For Implementation of Feed Reduction, Learning Examples, NLP and Code Management

Version:

1.2.2

Author:

Travis Barton (2018)

Maintainer:

Travis Barton <travisdatabarton@gmail.com>

Description:

This is for code management functions, NLP tools, a Monty Hall simulator, and for implementing my own variable reduction technique called Feed Reduction.
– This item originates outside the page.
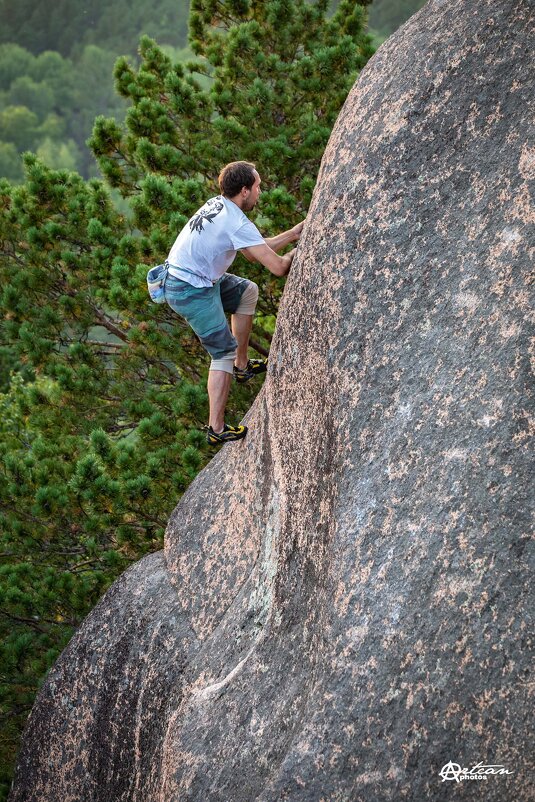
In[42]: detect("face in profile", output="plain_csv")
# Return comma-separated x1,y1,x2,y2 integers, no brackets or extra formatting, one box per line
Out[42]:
243,171,261,211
The Feed Reduction technique is not yet published, but is merely a tool for implementing a series of binary neural networks meant for reducing data into N dimensions, where N is the number of possible values of the response variable.

License:

GPL-2

Encoding:

UTF-8

Suggests:

textclean

Imports:

FNN, stringi, beepr, ggplot2, keras, dplyr, readr, parallel, tm, e1071, SnowballC, data.table, fastmatch, neuralnet

NeedsCompilation:

Packaged:

2022-04-27 20:27:08 UTC; travisbarton

Repository:

CRAN

Date/Publication:

2022-04-27 22:10:14 UTC

Binary Decision Neural Network Wrapper

Description

Used as a function of Feed_Reduction, Binary_Networt uses a 3 layer neural network with an adam optimizer, leaky RELU for the first two activation functions, followed by a softmax on the last layer. The loss function is binary_crossentropy. This is a keras wrapper, and uses tensorflow in the backend.

Usage

Binary_Network(X, Y, X_test, val_split, nodes, epochs, batch_size, verbose = 0)

Arguments

X

Training data.

Y

Training Labels. These must be binary.

X_test

The test Data

val_split

The validation split for keras.

nodes

The number of nodes in the hidden layers.

epochs

The number of epochs for the network

batch_size

The batch size for the network

verbose

Weither or not you want details about the run as its happening. 0 = silent, 1 = progress bar, 2 = one line per epoch.

Details

This function is a subset for the larger function Feed_Network. The output is the list containing the training and testing data converted into an approximation of probability space for that binary decision.

Value

Train

The training data in approximate probability space

Test

The testing data in 'double' approximate probability space

Author(s)

Travis Barton

References

Check out http://wbbpredictions.com/wp-content/uploads/2018/12/Redditbot_Paper.pdf and Keras for details

Examples


## Not run: 
if(8 * .Machine$sizeof.pointer == 64){
  #Feed Network Testing
  library(keras)
  library(dplyr)
    install_keras()
    dat <- keras::dataset_mnist()
    X_train = array_reshape(dat$train$x/255, c(nrow(dat$train$x/255), 784))
    y_train = to_categorical(dat$train$y, 10)
    X_test = array_reshape(dat$test$x/255, c(nrow(dat$test$x/255), 784))
    y_test =to_categorical(dat$test$y, 10)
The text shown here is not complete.